Tus metas son:
- Distribuya su trabajo a muchas máquinas (computación distribuida / procesamiento paralelo distribuido)
- Distribuir el trabajo en una máquina determinada en todas las CPU (multiprocesamiento / subprocesamiento)
El apio puede hacer ambas cosas con bastante facilidad. Lo primero que hay que entender es que cada trabajador de apio está configurado de forma predeterminada para ejecutar tantas tareas como núcleos de CPU haya disponibles en un sistema:
La simultaneidad es el número de procesos de trabajo previos a la bifurcación utilizados para procesar sus tareas al mismo tiempo, cuando todos ellos están ocupados haciendo trabajo, las nuevas tareas tendrán que esperar a que finalice una de las tareas antes de que pueda procesarse.
El número de concurrencia predeterminado es el número de CPU en esa máquina (incluidos los núcleos) , puede especificar un número personalizado usando la opción -c. No hay un valor recomendado, ya que el número óptimo depende de varios factores, pero si sus tareas están en su mayoría vinculadas a E / S, entonces puede intentar aumentarlo, la experimentación ha demostrado que agregar más del doble de la cantidad de CPU rara vez es eficaz, y en su lugar probablemente degradará el rendimiento.
Esto significa que cada tarea individual no necesita preocuparse por el uso de multiprocesamiento / subprocesamiento para hacer uso de múltiples CPU / núcleos. En cambio, el apio ejecutará suficientes tareas al mismo tiempo para usar cada CPU disponible.
Con eso fuera del camino, el siguiente paso es crear una tarea que maneje el procesamiento de algún subconjunto de su list_of_millions_of_ids
. Aquí tiene un par de opciones: una es hacer que cada tarea maneje una única ID, por lo que ejecuta N tareas, donde N == len(list_of_millions_of_ids)
. Esto garantizará que el trabajo se distribuya uniformemente entre todas sus tareas, ya que nunca habrá un caso en el que un trabajador termine antes de tiempo y simplemente esté esperando; si necesita trabajo, puede sacar una identificación de la cola. Puede hacer esto (como lo menciona John Doe) usando un apiogroup
.
tasks.py:
@app.task
def process_id(item):
id = item
database.objects(newid=id).save()
Y para ejecutar las tareas:
from celery import group
from tasks import process_id
jobs = group(process_id.s(item) for item in list_of_millions_of_ids)
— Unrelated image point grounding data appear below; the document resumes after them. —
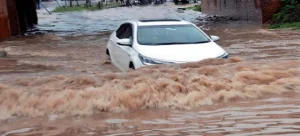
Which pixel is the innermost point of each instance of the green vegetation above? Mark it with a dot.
(83, 7)
(289, 15)
(295, 25)
(195, 8)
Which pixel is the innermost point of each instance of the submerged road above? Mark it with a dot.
(54, 85)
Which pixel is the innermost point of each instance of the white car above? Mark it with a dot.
(147, 42)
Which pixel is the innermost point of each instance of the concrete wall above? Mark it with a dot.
(4, 24)
(239, 9)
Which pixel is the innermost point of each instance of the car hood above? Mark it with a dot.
(182, 52)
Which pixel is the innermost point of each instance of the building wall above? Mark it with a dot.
(4, 26)
(238, 9)
(13, 17)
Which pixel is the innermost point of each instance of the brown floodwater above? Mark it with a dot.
(64, 85)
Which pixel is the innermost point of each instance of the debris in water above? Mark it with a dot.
(181, 86)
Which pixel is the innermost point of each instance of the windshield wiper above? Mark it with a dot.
(171, 43)
(200, 42)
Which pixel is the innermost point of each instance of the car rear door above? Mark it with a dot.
(121, 52)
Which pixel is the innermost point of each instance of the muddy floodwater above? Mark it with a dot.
(62, 84)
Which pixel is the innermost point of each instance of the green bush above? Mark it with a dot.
(289, 15)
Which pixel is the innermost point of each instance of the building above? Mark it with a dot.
(16, 16)
(251, 10)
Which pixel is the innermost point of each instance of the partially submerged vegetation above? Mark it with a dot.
(99, 6)
(195, 8)
(289, 15)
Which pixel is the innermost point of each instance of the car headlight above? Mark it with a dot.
(149, 61)
(225, 55)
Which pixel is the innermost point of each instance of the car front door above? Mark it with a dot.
(122, 53)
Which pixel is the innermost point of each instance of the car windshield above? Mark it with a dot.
(170, 34)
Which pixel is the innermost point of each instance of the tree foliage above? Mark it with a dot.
(289, 13)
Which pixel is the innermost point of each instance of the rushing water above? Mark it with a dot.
(64, 85)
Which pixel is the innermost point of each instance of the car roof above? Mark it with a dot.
(152, 22)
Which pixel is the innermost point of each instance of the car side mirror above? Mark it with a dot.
(124, 42)
(215, 38)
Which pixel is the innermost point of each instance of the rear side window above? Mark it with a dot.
(125, 31)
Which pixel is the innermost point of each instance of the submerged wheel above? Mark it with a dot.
(131, 66)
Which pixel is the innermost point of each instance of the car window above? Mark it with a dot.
(125, 31)
(122, 29)
(170, 34)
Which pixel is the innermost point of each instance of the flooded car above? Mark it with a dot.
(148, 42)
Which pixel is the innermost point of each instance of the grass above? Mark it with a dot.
(83, 8)
(195, 8)
(295, 25)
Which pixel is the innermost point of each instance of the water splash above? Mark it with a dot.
(176, 86)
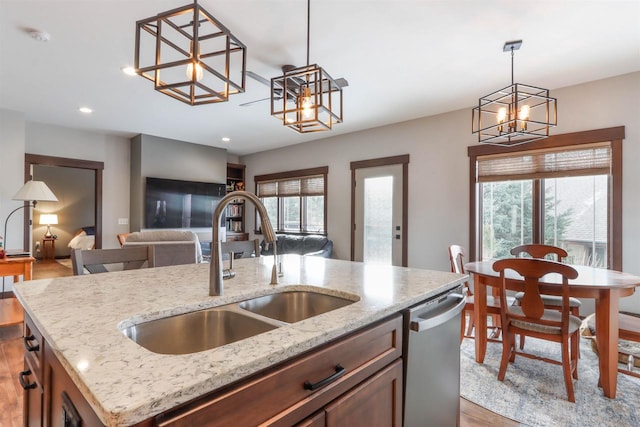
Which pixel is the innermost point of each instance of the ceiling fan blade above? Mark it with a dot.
(246, 104)
(342, 82)
(259, 78)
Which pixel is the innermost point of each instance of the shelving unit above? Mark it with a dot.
(235, 212)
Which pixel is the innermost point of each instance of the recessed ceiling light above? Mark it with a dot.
(129, 71)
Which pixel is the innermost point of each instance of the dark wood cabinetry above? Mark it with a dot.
(354, 380)
(235, 214)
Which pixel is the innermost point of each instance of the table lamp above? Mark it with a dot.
(48, 220)
(33, 192)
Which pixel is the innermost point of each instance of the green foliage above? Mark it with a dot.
(507, 217)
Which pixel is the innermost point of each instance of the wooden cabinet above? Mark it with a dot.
(318, 387)
(235, 214)
(31, 378)
(355, 380)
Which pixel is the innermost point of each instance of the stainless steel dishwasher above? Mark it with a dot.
(432, 378)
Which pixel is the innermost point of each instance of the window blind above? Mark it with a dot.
(593, 159)
(302, 186)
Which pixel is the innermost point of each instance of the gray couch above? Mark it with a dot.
(313, 244)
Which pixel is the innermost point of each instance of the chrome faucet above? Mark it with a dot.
(217, 271)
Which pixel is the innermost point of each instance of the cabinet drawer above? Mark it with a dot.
(33, 348)
(278, 396)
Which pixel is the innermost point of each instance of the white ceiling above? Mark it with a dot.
(403, 59)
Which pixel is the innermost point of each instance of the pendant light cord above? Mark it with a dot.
(308, 26)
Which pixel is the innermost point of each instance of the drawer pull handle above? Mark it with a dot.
(23, 383)
(340, 371)
(28, 346)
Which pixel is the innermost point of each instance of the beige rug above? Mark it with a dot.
(533, 392)
(65, 262)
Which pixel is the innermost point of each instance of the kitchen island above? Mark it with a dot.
(82, 319)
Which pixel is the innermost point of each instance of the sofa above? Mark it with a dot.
(169, 245)
(312, 245)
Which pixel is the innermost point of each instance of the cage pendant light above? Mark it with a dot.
(516, 114)
(306, 99)
(190, 56)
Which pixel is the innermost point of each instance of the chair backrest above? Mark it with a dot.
(247, 248)
(122, 238)
(536, 250)
(532, 270)
(94, 260)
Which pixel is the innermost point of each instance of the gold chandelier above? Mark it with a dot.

result = jobs.apply_async()
Otra opción es dividir la lista en partes más pequeñas y distribuirlas a sus trabajadores. Este enfoque corre el riesgo de desperdiciar algunos ciclos, porque puede terminar con algunos trabajadores esperando mientras otros todavía están trabajando. Sin embargo, la documentación del apio señala que esta preocupación a menudo es infundada:
A algunos les puede preocupar que dividir sus tareas resulte en una degradación del paralelismo, pero esto rara vez es cierto para un clúster ocupado y, en la práctica, dado que está evitando la sobrecarga de la mensajería, puede aumentar considerablemente el rendimiento.
Por lo tanto, puede encontrar que fragmentar la lista y distribuir los fragmentos a cada tarea funciona mejor, debido a la reducción de la sobrecarga de mensajería. Probablemente también pueda aligerar un poco la carga en la base de datos de esta manera, calculando cada identificación, almacenándola en una lista y luego agregando la lista completa en la base de datos una vez que haya terminado, en lugar de hacerlo una identificación a la vez . El enfoque de fragmentación se vería así
tasks.py:
@app.task
def process_ids(items):
for item in items:
id = item
database.objects(newid=id).save()
Y para empezar las tareas:
from tasks import process_ids
jobs = process_ids.chunks(list_of_millions_of_ids, 30)
jobs.apply_async()
Puede experimentar un poco con qué tamaño de fragmento le da el mejor resultado. Desea encontrar un punto óptimo en el que reduzca la sobrecarga de mensajería y, al mismo tiempo, mantenga el tamaño lo suficientemente pequeño como para no terminar con los trabajadores terminando su parte mucho más rápido que otro trabajador y luego simplemente esperando sin nada que hacer.